HIV testing in developing countries: What is required.

HIV diagnostic and follow up testing are usually done in laboratory settings. However, in developing countries there is a need to decentralize testing as the majority of the population lives in rural settings. In developing countries stringent quality assurance (QA) practices, which include appropriate training, development of standard operating procedures, maintenance of operator proficiency, routine use of quality control (QC) specimens, standardized data management, equipment calibration and maintenance, and biohazard safety with proper disinfection/disposal procedures are not routinely followed to ensure reliability of results and a safe work environment. The introduction of point-of-care testing technologies involving the use of non-laboratorians in routine testing has further increased the complexity of QA. Therefore, a careful approach towards improvement of laboratories that encourages best practices, coupled with incentives, and review of government policies in point-of-care testing is needed to improve quality of testing as decentralization takes place. Development of a functional laboratory tiered network that facilitates communication, referral, training and problem solving could further enhance confidence in laboratory testing. There is also a need for special considerations in implementing a stepwise approach towards quality improvement, strengthening of the supply chain management, human capacity development, infrastructure upgrade, and strong public private partnerships to ensure long term sustainability of these efforts.

Application of laboratory methods for estimation of HIV-1 incidence.

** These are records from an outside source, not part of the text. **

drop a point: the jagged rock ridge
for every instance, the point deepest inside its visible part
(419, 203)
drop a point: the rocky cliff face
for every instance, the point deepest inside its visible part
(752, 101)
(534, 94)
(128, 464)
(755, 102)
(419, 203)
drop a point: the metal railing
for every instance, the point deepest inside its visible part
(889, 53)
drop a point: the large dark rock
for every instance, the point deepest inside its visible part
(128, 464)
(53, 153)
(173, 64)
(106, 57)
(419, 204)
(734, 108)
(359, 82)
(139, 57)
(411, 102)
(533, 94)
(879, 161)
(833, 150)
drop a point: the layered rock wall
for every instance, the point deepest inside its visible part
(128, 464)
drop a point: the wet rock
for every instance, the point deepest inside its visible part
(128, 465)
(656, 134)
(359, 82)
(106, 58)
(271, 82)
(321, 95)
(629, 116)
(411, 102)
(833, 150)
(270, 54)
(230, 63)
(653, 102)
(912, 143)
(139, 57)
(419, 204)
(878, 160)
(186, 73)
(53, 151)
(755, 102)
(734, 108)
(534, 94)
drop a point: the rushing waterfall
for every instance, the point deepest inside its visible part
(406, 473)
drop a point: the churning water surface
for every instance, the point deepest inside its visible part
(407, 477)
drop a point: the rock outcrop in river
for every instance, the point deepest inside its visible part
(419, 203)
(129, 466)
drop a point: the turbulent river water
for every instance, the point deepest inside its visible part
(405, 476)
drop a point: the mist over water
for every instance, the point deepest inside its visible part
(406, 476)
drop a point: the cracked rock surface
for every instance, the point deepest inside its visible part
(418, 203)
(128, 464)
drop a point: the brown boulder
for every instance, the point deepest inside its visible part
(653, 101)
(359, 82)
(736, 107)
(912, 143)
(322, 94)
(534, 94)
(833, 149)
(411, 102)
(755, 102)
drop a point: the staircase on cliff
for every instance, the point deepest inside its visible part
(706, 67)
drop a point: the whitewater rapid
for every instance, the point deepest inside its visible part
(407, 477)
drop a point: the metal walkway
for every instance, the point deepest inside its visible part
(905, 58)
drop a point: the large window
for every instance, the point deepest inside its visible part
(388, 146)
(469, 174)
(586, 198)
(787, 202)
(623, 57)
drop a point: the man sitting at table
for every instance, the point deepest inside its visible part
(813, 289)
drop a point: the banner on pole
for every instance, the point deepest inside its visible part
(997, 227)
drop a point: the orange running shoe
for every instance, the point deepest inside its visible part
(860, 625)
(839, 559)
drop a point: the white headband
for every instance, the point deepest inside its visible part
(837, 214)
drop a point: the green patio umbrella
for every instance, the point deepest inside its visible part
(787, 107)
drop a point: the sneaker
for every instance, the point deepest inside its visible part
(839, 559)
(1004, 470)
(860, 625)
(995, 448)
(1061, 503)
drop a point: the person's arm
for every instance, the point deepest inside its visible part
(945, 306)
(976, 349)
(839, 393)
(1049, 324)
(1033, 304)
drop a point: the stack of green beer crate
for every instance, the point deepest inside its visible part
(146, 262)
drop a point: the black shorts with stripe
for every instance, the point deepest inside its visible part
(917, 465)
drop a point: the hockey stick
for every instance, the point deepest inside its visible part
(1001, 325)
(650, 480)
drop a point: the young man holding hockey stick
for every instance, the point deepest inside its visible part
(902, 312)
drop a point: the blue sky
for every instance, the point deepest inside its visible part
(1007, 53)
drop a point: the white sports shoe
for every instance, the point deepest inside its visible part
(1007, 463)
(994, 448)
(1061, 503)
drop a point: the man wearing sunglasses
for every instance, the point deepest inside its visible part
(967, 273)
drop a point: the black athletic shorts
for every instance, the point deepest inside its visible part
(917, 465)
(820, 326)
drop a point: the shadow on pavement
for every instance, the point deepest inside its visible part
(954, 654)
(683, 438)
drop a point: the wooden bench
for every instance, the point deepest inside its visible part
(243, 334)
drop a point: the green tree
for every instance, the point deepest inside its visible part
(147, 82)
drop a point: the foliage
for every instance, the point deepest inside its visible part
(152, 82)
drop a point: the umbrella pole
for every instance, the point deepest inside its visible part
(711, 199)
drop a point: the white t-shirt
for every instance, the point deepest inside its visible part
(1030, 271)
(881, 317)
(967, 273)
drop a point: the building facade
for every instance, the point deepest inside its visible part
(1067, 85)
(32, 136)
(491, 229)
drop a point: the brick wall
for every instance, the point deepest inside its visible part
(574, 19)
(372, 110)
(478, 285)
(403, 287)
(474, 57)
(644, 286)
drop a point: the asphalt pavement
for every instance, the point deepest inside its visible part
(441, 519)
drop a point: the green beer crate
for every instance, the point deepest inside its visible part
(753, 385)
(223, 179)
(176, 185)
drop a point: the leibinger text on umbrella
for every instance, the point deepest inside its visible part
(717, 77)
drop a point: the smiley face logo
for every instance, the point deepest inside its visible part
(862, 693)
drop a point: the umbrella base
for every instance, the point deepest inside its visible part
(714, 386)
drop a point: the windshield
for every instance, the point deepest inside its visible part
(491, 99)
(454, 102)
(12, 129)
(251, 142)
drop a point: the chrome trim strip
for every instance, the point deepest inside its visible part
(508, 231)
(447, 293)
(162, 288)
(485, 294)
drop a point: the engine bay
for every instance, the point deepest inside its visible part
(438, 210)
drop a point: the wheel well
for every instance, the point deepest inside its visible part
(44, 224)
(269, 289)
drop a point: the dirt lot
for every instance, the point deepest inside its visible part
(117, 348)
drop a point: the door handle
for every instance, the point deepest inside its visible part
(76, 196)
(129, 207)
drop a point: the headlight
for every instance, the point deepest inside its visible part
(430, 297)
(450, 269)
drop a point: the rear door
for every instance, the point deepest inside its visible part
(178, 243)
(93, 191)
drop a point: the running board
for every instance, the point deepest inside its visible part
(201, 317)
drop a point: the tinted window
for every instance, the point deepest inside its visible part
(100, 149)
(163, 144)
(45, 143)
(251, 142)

Estimating HIV-1 incidence (rate of new HIV-1 infections) in various populations is important to understand the current status of transmission dynamics, identify high-risk populations, monitor prevention efforts and target resources on programmes that are most effective in reducing transmissions. Recent developments in our ability to detect and distinguish recent and longterm HIV-1 infections using laboratory tests have made the measurement of HIV-1 incidence realistic and practical. These approaches most commonly rely on the properties of early HIV-1 antibodies after seroconversion as characterized by their levels, antibody avidity/affinity or antibody classes/subclasses or epitope specificity. The sensitive/less-sensitive testing strategy provided simple laboratory tools to detect recent seroconversion in a cross-sectional population. These assays are based on differences in antibody titres in recent versus long-term infections and have been used for sometime for estimating population incidence. However, recent work demonstrated limitations of this approach which included subtype-dependent performance and significant variability of "window periods", precluding its use in many areas of the world. Recently an IgG-Capture BED-EIA was developed in our laboratory which detects the increasing HIV-IgG as proportion of total IgG following seroconversion and can be used to detect recent seroconversion. The format of the assay, which includes a multi-subtype derived antigen, allows high consistency and similar "window periods" in different subtypes. This assay is now available commercially and is made specifically for population estimates of HIV-1 incidence. Due to the presence of divergent HIV-1 subtypes and the rapidly expanding HIV epidemic, it is important that the method selected is robust, performs similarly in different subtypes and is widely applicable for meaningful incidence estimates, trend analysis and comparison between populations.